The Bank of Agriculture (BOA) has unveiled a strategic roadmap aimed at modernising its operations, expanding grassroots financial inclusion and accelerating agricultural transformation in line with the Federal Government’s food security agenda.

The chief executive of the bank, Mr Ayodeji Sotinrin, disclosed this in a statement issued on Friday that the institution is implementing operational upgrades and forging strategic partnerships to improve the delivery of agricultural intervention programmes and empower smallholder farmers across the country.

According to the statement, the BOA is strengthening its agricultural delivery architecture by expanding collaborations with state-level delivery platforms, licensed input suppliers and international development partners.

A key component of the strategy is a recently signed Memorandum of Understanding with the United Nations Development Programme (UNDP), aligning the bank’s revitalisation agenda with the UN agency’s Integrated Smart States Programme.

The bank said the partnership would help transform Nigeria’s agricultural sector into an investment-ready system capable of attracting blended and climate finance while supporting the One Million Hectare Tree Crop Initiative, described as a presidential priority expected to boost commercial agriculture, job creation and export diversification.

“Our vision for the Bank of Agriculture is to deploy capital in an intelligent, smart, and highly efficient way to reposition the institution as a catalyst for food security and rural prosperity. We are bringing everyone into the financial net, especially the youthful population of farmers in our hinterlands, to create a new, resilient food system for Nigeria,” Mr Sotinrin said.

The bank also disclosed that it had overhauled its verification framework to eliminate fraudulent beneficiaries and ensure interventions reached genuine farmers.

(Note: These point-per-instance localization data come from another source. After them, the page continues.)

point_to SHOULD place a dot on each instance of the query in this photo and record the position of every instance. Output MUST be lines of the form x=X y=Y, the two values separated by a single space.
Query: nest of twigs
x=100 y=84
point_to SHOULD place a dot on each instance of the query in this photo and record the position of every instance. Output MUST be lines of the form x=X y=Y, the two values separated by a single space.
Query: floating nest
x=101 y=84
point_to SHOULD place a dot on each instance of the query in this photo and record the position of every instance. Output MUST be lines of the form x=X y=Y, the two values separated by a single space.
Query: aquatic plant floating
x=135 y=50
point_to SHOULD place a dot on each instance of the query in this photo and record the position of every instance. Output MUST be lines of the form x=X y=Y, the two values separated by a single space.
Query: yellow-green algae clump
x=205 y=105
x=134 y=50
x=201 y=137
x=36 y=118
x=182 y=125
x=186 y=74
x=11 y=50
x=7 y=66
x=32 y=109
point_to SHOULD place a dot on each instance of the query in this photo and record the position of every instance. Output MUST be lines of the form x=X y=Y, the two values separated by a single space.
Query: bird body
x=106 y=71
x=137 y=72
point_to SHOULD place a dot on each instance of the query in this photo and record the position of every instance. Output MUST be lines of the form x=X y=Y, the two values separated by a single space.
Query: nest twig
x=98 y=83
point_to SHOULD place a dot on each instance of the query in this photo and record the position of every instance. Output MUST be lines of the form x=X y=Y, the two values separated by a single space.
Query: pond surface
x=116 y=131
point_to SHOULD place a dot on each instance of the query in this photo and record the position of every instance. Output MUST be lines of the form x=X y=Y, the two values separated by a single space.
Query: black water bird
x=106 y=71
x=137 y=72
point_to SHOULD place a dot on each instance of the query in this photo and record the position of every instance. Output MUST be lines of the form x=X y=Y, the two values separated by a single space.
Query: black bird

According to the statement, the new credit profiling process incorporates Bank Verification Number checks, Know Your Customer protocols and GPS farm mapping to strengthen transparency and accountability in loan disbursement.

Commenting on the initiative, the National President of the All Farmers Association of Nigeria, Muhammad Magaji, endorsed the verification measures while urging quicker loan disbursement.

“The All Farmers Association of Nigeria recognises the critical role the Bank of Agriculture plays in shielding our farmers from exorbitant commercial interest rates. While we continuously advocate for faster disbursement cycles to match planting seasons, we stand with the BOA on the need for strict verification.

“It is the only way to ensure that these interventions reach the genuine smallholder farmers who actually till the soil, rather than ‘political farmers.’ We remain committed to working closely with the BOA management to fine-tune this delivery framework,” he added.

The BOA further said it is modernising its nationwide operations by deploying digital farmer systems, agency banking models and solar-powered infrastructure across its 110 branches to improve service delivery in rural communities.

It added that recent ICT infrastructure support from the UNDP would strengthen its digital transformation efforts and enable the bank to provide financial and extension services directly to farmers.

The bank said it would continue engaging commodity associations, verified grassroots cooperatives and other agricultural stakeholders through town hall meetings and working groups to identify genuine beneficiaries and support the implementation of the National Agri-food System Investment Plan.